3 Modeling failure rate

Show the code

data_for_model <- dta_working_set |>
  mutate(median_km_driven_10K = median_km_driven / 10000) |>
  filter(any(model_year >= 2015),
         .by = brand) |>
  filter(n_model_years_brand >= 3) |>
  mutate(brand = fct_reorder(brand, failure_rate, mean))
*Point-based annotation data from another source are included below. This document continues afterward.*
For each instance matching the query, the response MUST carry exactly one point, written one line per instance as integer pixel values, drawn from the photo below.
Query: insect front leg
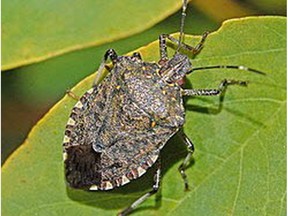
(155, 188)
(183, 166)
(163, 45)
(210, 92)
(111, 53)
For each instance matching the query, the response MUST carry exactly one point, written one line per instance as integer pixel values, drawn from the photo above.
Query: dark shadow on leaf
(120, 198)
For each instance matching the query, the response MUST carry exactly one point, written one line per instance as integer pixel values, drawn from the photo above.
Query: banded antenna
(240, 67)
(183, 15)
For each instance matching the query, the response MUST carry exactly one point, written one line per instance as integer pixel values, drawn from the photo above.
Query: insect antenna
(236, 67)
(183, 15)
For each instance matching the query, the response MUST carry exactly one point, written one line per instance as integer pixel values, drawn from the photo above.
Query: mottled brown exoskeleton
(118, 128)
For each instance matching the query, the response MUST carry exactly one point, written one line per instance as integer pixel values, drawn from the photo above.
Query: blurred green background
(29, 91)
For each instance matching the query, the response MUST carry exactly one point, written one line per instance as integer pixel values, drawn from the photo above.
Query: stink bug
(117, 129)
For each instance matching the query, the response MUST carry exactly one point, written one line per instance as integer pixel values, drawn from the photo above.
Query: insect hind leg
(185, 163)
(110, 53)
(155, 188)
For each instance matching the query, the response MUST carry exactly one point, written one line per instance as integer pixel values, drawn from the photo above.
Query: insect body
(118, 128)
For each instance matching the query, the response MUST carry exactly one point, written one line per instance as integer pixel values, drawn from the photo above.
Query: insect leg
(72, 95)
(163, 45)
(155, 188)
(101, 70)
(137, 55)
(183, 166)
(210, 92)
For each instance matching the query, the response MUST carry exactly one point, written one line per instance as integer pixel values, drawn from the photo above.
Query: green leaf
(239, 166)
(36, 30)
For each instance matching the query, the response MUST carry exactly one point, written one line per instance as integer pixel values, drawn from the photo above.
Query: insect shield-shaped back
(176, 68)
(117, 129)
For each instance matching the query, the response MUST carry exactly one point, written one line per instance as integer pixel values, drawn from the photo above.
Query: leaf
(36, 30)
(239, 165)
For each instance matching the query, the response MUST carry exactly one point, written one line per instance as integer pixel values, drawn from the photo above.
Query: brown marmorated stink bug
(117, 128)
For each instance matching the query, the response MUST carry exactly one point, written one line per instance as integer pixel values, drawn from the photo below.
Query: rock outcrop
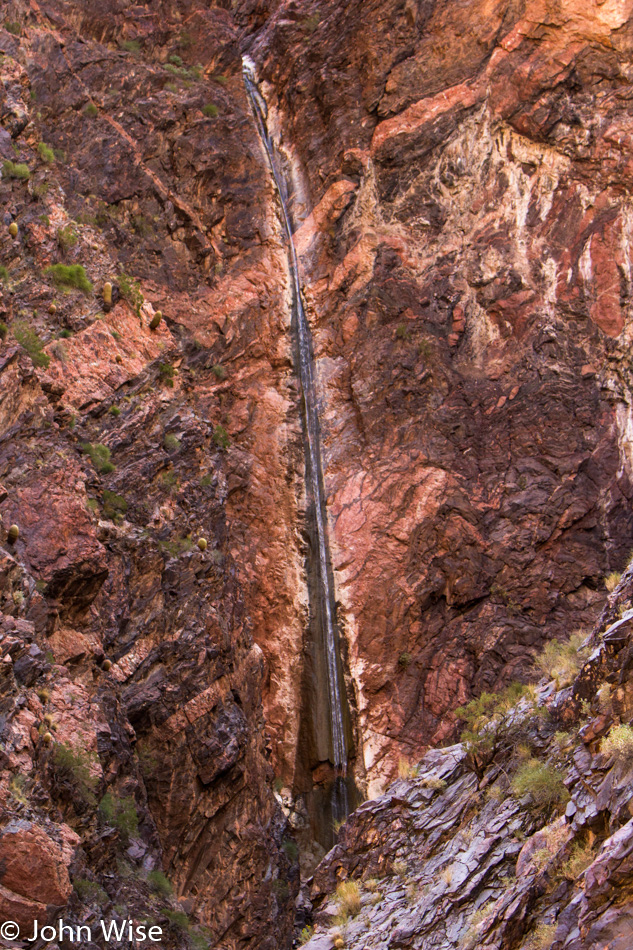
(459, 857)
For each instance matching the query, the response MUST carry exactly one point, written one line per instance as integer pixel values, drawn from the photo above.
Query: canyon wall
(461, 203)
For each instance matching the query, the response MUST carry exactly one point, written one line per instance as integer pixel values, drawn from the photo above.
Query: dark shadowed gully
(458, 179)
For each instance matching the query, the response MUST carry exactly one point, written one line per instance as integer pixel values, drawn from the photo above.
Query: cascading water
(339, 805)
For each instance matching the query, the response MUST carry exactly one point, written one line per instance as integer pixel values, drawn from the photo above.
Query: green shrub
(69, 277)
(30, 341)
(113, 505)
(166, 372)
(541, 782)
(221, 437)
(73, 766)
(120, 813)
(348, 899)
(99, 456)
(561, 660)
(67, 237)
(159, 883)
(619, 743)
(131, 291)
(46, 153)
(291, 849)
(13, 170)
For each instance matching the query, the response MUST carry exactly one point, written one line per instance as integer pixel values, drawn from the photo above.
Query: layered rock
(452, 858)
(463, 221)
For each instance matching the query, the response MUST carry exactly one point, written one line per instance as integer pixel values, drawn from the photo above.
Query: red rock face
(464, 234)
(460, 176)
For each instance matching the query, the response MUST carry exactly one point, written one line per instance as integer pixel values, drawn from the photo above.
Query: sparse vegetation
(130, 289)
(69, 277)
(30, 341)
(73, 767)
(488, 720)
(561, 660)
(541, 782)
(221, 437)
(20, 171)
(581, 857)
(120, 813)
(612, 580)
(46, 153)
(619, 743)
(348, 899)
(99, 456)
(171, 443)
(67, 237)
(159, 883)
(89, 891)
(114, 506)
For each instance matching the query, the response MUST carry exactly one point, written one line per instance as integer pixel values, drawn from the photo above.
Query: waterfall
(339, 804)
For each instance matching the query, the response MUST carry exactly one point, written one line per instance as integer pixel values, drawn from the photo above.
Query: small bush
(581, 857)
(120, 813)
(99, 456)
(73, 766)
(113, 505)
(221, 437)
(619, 743)
(406, 769)
(348, 899)
(561, 660)
(67, 237)
(46, 153)
(291, 850)
(69, 277)
(159, 883)
(130, 289)
(30, 341)
(612, 580)
(541, 782)
(171, 443)
(13, 170)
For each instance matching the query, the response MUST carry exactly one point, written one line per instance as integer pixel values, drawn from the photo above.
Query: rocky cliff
(458, 179)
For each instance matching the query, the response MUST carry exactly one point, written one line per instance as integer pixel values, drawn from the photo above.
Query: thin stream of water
(314, 467)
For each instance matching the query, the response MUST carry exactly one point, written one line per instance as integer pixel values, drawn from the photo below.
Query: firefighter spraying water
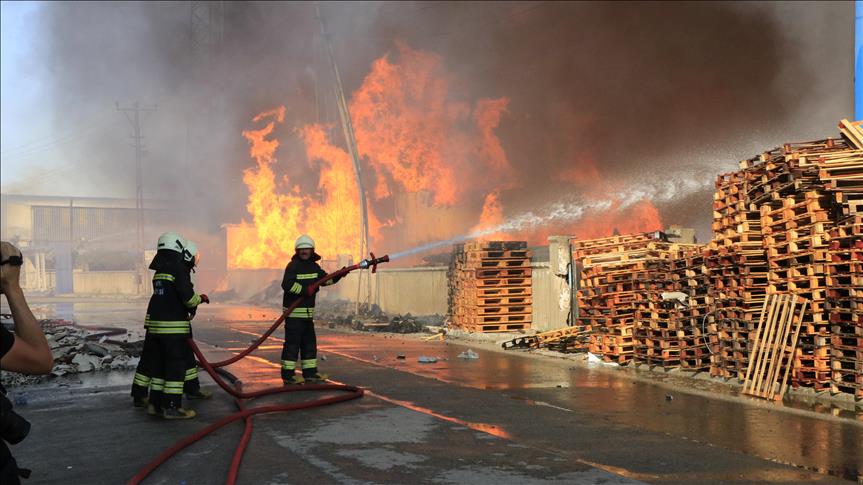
(303, 278)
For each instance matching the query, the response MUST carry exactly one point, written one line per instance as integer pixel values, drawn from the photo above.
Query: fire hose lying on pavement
(235, 389)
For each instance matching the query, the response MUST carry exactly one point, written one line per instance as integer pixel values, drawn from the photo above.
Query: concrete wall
(418, 291)
(550, 298)
(84, 282)
(249, 282)
(105, 282)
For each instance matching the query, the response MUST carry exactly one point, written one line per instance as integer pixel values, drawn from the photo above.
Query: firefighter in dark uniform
(165, 361)
(192, 385)
(300, 339)
(144, 373)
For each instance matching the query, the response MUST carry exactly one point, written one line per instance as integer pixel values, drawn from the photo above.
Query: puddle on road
(833, 446)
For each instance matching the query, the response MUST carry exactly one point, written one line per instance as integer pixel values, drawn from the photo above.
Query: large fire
(281, 212)
(432, 160)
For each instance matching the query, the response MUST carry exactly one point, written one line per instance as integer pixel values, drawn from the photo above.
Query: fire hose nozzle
(373, 262)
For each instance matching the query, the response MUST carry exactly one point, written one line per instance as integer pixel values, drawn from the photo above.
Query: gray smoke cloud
(637, 88)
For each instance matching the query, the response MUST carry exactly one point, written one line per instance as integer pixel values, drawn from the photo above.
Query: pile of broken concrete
(77, 350)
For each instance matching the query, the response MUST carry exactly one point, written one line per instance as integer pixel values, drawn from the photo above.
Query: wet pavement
(504, 418)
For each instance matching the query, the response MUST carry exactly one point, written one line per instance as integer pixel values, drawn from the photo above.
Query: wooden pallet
(774, 346)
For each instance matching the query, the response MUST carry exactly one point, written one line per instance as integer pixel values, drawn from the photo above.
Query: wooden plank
(761, 356)
(761, 320)
(792, 351)
(776, 346)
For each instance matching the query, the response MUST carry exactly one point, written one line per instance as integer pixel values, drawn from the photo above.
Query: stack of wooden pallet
(566, 340)
(659, 332)
(845, 306)
(618, 274)
(490, 286)
(697, 326)
(799, 191)
(796, 251)
(736, 265)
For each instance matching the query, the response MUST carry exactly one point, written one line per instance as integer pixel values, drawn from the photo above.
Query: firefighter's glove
(339, 277)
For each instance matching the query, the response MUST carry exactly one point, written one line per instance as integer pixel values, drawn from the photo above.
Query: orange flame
(431, 157)
(417, 138)
(279, 216)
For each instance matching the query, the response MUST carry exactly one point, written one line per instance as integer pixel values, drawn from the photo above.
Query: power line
(133, 114)
(52, 141)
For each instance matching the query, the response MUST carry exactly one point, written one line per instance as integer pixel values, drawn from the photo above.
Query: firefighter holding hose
(300, 338)
(167, 367)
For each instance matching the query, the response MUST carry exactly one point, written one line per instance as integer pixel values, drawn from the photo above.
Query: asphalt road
(504, 418)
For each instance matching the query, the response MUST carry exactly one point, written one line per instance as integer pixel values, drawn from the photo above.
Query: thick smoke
(636, 89)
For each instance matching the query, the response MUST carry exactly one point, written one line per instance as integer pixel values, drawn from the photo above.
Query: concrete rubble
(78, 350)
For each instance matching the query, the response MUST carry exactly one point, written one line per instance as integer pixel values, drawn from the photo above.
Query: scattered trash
(468, 354)
(78, 350)
(20, 399)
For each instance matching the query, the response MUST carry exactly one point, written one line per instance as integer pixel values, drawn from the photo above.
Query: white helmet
(172, 241)
(190, 252)
(304, 242)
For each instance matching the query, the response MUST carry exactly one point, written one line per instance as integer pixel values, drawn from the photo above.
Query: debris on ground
(370, 318)
(570, 339)
(78, 350)
(468, 354)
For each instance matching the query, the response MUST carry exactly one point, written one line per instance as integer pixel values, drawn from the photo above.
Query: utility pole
(133, 114)
(350, 141)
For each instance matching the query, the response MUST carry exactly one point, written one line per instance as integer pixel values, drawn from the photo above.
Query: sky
(31, 138)
(780, 72)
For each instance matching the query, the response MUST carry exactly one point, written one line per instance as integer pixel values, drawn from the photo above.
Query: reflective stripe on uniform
(157, 384)
(302, 313)
(172, 327)
(193, 301)
(141, 380)
(173, 387)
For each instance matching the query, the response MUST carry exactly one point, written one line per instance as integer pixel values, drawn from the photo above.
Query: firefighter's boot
(317, 378)
(172, 412)
(200, 393)
(293, 380)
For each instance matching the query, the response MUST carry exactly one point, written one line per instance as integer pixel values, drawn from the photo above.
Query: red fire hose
(351, 392)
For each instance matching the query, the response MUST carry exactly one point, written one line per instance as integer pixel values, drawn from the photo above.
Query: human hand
(10, 270)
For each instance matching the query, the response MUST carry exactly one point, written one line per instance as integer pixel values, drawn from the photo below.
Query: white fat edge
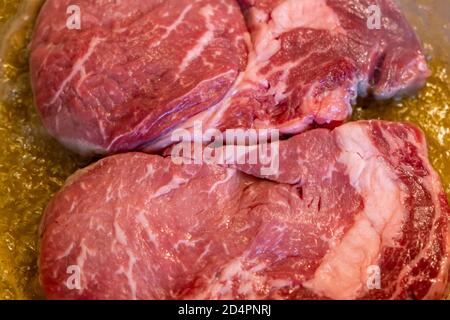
(76, 68)
(128, 273)
(207, 12)
(343, 272)
(152, 236)
(119, 233)
(174, 184)
(172, 27)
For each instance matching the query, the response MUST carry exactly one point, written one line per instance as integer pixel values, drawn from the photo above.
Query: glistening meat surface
(137, 70)
(134, 69)
(364, 195)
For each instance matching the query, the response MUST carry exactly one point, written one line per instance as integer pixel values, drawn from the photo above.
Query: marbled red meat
(364, 195)
(137, 70)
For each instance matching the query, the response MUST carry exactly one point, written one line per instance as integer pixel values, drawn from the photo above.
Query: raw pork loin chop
(139, 226)
(139, 69)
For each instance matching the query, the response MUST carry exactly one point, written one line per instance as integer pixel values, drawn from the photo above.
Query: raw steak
(139, 69)
(344, 203)
(134, 69)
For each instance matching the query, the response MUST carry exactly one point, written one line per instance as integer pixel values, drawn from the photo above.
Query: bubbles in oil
(33, 166)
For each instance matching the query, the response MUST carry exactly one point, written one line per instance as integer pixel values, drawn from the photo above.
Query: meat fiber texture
(344, 203)
(137, 70)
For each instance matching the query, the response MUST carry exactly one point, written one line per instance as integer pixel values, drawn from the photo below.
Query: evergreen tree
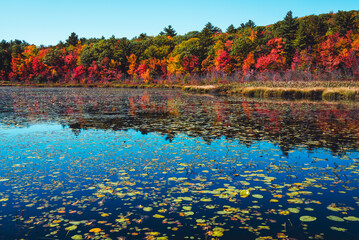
(344, 22)
(287, 30)
(72, 40)
(169, 31)
(231, 29)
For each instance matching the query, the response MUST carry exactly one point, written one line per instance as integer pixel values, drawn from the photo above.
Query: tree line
(312, 44)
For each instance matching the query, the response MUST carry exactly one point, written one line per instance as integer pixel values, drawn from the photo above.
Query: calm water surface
(161, 164)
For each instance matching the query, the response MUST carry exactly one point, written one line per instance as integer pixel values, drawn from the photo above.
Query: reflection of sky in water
(57, 166)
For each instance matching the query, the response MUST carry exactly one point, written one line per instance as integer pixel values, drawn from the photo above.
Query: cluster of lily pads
(127, 184)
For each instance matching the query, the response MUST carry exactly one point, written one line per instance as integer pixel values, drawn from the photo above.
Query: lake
(80, 163)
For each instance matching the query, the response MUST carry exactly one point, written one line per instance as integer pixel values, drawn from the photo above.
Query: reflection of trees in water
(287, 124)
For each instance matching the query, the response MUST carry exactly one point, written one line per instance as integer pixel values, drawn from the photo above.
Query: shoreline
(328, 91)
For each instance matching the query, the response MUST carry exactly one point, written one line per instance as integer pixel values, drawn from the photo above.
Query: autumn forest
(324, 46)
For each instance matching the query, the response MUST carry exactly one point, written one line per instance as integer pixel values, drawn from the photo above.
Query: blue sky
(49, 21)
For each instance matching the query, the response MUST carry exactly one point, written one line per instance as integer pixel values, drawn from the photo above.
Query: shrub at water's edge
(310, 48)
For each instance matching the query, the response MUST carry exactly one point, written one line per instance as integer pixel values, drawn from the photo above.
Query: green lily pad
(307, 218)
(351, 218)
(335, 218)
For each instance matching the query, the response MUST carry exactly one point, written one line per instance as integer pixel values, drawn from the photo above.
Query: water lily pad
(338, 229)
(293, 210)
(351, 218)
(77, 237)
(244, 193)
(257, 196)
(95, 230)
(307, 218)
(147, 209)
(71, 228)
(335, 218)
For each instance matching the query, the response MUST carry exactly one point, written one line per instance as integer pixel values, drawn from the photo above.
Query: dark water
(160, 164)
3.1 Unfair average failure rates

Because failure_rate is influenced by distance driven and vehicle age (see Section A.1.2 Causal graph), a simple list of average failure rates by brand (Table 3.1) can be misleading. For example:

Brands with relatively more vehicles in older models years will have “unfairly” higher failure rates.
The lowest quality vehicles may be withdrawn from service relatively earlier than higher quality cars, “unfairly” reducing the lowest quality brands’ failure rates.
If brands mostly offer expensive sports cars that are driven less than average, then these brands will have “unfairly” low failure rates.

Show the code

##| column: page-right

data_for_model |>
  summarize(avg_failure_rate = weighted.mean(failure_rate, w = inspection_count),
            model_years_in_data = paste0(min(model_year), "-", max(model_year)),
            .by = brand) |>
  arrange(avg_failure_rate) |>
  mutate(rank = rank(avg_failure_rate)) |>
  gt() |>
  tab_header(md("**Brands ranked by average failure rate over all model years**")) |>
  fmt_number(columns = avg_failure_rate,
             decimals = 2)

Table 3.1: Brands ranked by average failure rate (not a fair ranking)
brand	avg_failure_rate	model_years_in_data	rank
Brands ranked by average failure rate over all model years
Porsche	0.09	2007-2018	1
Lexus	0.11	2007-2017	2
Suzuki	0.13	2007-2018	3
Toyota	0.13	2007-2018	4
Audi	0.14	2007-2018	5
Mini	0.15	2007-2018	6
Seat	0.16	2007-2018	7
Skoda	0.16	2007-2018	8
Honda	0.16	2007-2018	9
Tesla Motors	0.16	2015-2017	10
Mitsubishi	0.17	2007-2018	11
Volvo	0.17	2007-2018	12
VW	0.19	2007-2018	13
Opel	0.20	2007-2018	14
Subaru	0.21	2007-2018	15
Hyundai	0.21	2007-2018	16
Ford	0.21	2007-2018	17
BMW	0.22	2007-2018	18
MB	0.22	2007-2018	19
Kia	0.23	2007-2018	20
Jaguar Land Rover	0.23	2007-2017	21
Mazda	0.24	2007-2018	22
Nissan	0.27	2007-2018	23
Peugeot	0.28	2007-2018	24
Dacia	0.29	2010-2018	25
Renault	0.29	2007-2018	26
Citroen	0.30	2007-2018	27
Alfa Romeo	0.30	2007-2017	28
Fiat	0.31	2007-2017	29

3.2 Linear regressions

If we accept that inspection failure rate is a good proxy for brand quality, it’s possible to identify relative brand quality by accounting for these factors using regression analysis.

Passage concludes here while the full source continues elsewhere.